|Posted by Jonathan Leithold-Patt on August 26, 2012 at 3:30 PM|
THE LIFE AND DEATH OF COLONEL BLIMP ***
Michael Powell and Emeric Pressburger
IDEA: The life and times of General Clive Candy (inspired by, and partly modeled off of, the famous British "Colonel Blimp" political cartoon).
BLURB: Enlivened by a trio of fabulously elastic performances and by a script that shrewdly mixes satire and sentiment, this sometimes slack war epic works thanks to its appealingly rounded characters. Chronicling the life of a British soldier from the Boer war through to WWII, from impetuous youthful lad to stodgy and obdurate codger, the film rather ingeniously presents itself in a flashback structure, introducing us first to our rotund, hoary protagonist in 1942 and then traveling backwards to the turn of the century to show how and why he’s turned out the way he has. Along his colorful journey he strikes up a complicated, wonderfully rendered relationship with a kindly German officer and pursues the elusive love of three strikingly similar-looking women (all played by Deborah Kerr, luminous).

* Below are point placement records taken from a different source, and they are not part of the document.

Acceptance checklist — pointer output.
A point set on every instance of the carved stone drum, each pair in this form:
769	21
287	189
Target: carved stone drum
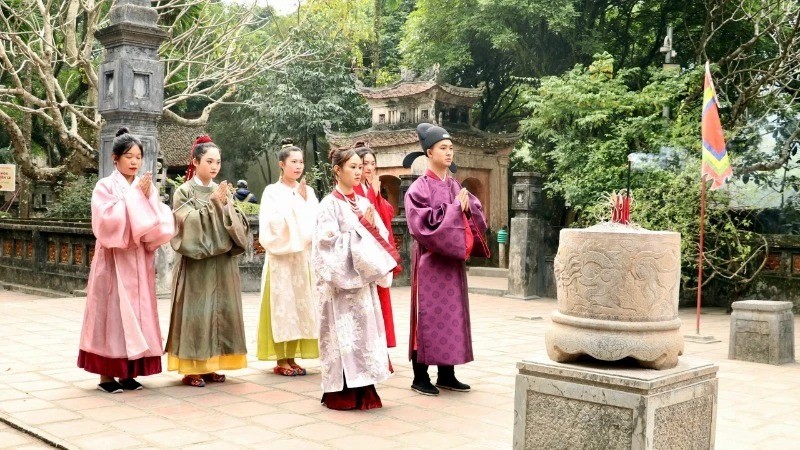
617	289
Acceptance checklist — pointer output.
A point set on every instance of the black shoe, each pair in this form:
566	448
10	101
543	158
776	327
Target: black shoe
111	387
130	384
425	388
453	385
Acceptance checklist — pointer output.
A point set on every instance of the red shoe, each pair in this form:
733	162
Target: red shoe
285	371
213	377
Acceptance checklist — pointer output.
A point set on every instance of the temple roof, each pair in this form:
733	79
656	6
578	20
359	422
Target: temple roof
391	138
407	88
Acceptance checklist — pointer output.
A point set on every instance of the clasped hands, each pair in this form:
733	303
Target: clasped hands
463	198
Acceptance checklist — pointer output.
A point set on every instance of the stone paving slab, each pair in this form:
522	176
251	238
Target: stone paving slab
41	389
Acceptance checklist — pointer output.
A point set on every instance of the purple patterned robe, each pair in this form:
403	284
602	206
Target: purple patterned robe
440	324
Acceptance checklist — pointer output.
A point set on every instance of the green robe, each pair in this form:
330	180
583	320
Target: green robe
206	331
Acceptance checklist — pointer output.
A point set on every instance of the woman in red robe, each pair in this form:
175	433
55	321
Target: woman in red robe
371	189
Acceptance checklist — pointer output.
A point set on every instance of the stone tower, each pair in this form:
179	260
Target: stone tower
131	80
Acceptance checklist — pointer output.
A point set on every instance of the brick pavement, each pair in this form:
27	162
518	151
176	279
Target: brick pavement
42	390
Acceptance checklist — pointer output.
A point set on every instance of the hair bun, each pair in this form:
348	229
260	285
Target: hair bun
332	152
204	139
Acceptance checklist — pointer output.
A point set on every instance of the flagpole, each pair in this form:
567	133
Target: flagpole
700	253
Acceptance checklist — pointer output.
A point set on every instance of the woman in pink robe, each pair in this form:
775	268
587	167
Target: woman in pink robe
121	337
370	188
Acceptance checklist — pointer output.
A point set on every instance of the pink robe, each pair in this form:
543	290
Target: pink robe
386	212
121	336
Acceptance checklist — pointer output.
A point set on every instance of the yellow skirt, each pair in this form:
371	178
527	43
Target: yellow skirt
270	350
199	367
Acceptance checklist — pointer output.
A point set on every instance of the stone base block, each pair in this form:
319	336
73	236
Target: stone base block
602	406
762	331
655	345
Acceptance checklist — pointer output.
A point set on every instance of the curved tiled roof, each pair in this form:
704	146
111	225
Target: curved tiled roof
407	88
391	138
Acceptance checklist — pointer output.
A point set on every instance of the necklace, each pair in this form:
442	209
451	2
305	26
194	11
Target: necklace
352	202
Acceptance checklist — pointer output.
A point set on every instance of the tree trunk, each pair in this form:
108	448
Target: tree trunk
25	195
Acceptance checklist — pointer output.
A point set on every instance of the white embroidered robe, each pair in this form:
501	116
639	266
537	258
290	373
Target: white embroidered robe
349	262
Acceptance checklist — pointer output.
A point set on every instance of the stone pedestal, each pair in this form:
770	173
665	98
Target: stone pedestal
762	331
617	296
599	406
526	247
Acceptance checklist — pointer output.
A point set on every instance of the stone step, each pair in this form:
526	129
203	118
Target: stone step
30	290
487	291
494	272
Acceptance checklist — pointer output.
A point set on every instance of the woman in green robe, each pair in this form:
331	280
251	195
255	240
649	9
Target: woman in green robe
206	330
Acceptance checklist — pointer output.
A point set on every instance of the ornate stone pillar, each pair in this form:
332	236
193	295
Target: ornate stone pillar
131	79
526	246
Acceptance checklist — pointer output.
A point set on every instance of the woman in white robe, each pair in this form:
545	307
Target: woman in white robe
287	326
351	256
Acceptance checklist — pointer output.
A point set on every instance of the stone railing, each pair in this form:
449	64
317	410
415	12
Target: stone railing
47	254
57	255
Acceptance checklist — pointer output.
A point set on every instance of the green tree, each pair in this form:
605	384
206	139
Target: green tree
299	102
585	123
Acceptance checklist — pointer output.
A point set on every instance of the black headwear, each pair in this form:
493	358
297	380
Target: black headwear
429	135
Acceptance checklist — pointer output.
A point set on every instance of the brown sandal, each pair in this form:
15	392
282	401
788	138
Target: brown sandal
213	377
193	380
285	371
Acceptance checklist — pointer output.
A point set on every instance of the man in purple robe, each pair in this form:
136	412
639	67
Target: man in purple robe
448	224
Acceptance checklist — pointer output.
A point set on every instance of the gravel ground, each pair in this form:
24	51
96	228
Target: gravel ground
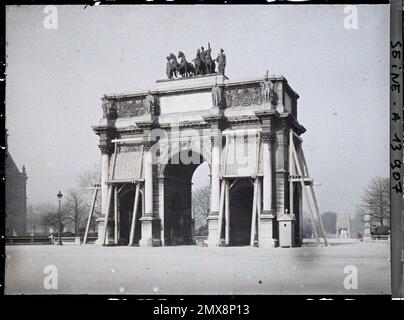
91	269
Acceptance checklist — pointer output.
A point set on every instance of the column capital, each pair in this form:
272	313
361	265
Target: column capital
106	148
147	145
268	137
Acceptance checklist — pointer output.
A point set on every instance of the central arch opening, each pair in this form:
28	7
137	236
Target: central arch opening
179	220
241	199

Wit stands out in spades in this story, as do the always spiriting values of personal honor, duty, fraternity, and pride, which as time rolls on find themselves besmirched by more contemporary, less “gentlemanly” conduct. A portrait of deep-seated British patriotism that also isn’t afraid to poke fun at its country’s own stiff upper-lip conservativeness, The Life and Death of Colonel Blimp is finally most impressive for the very fact it dared to do and say what it did when the outcome of a war, and of a country, still hung perilously in the balance.